Re: Squid performance wish-list

From: Stewart Forster <slf@dont-contact.us>
Date: Tue, 25 Aug 1998 08:47:42 +1000

> File deletion is a steady background process, not exactly high-priority
> or highly latency dependent.

WRONG! Squid deletes as many files as it adds. Since you're also arguing
for v.large files here, and squid does throw in the odd large file, we're
talking a disk access for every single block that needs to be deleted.
Disk accesses are EXPENSIVE. Trivialising the importance of file deletion
is the first step to having a filesystem whose performance sucks.

Look at it this way, if you had the option of a filesystem that could remove
all files under 512K in 1 disk access (ignoring bitmap updates) vs. one that
took up to (512K / 512) 1000 disk accesses, I know which one I'd be picking.
Lets look at files under 16M and squid puts out a few of those too.
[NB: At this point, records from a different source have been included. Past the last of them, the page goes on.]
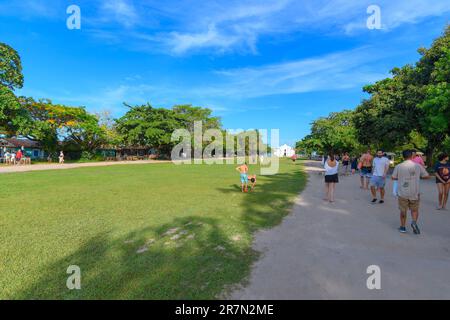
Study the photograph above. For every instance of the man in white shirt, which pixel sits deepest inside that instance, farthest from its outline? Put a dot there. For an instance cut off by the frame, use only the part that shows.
(380, 167)
(408, 174)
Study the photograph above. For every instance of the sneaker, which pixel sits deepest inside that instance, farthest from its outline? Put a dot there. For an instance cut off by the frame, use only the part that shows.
(415, 227)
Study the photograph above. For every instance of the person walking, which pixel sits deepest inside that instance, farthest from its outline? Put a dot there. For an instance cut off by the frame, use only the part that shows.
(354, 164)
(61, 157)
(345, 163)
(442, 173)
(417, 158)
(331, 167)
(408, 175)
(365, 164)
(243, 170)
(380, 167)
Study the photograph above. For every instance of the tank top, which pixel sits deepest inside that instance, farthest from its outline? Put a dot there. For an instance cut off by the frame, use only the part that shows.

The
direct/indirect system would deallocate those blocks in 2 disk accesses, vs
16M / 512 = 33768 disk accesses. Going further the direct/indirect system
requires 1 more disk access per 16M of file size. The linked list system
requires 32768 disk accesses per extra 16M. Are these numbers big enough
for you to see why linked lists of blocks are bad?

Look, what you're proposing is a filesystem which is basically the same as
what I've proposed, but you've split out the block pointers across the whole
file. Kevin and I have explained why this is bad. It is no more complicated
to code either up. Listen to reason.

        Stew.

-- 
Stewart Forster (Snr. Development Engineer)
connect.com.au pty ltd, Level 9, 114 Albert Rd, Sth Melbourne, VIC 3205, Aust.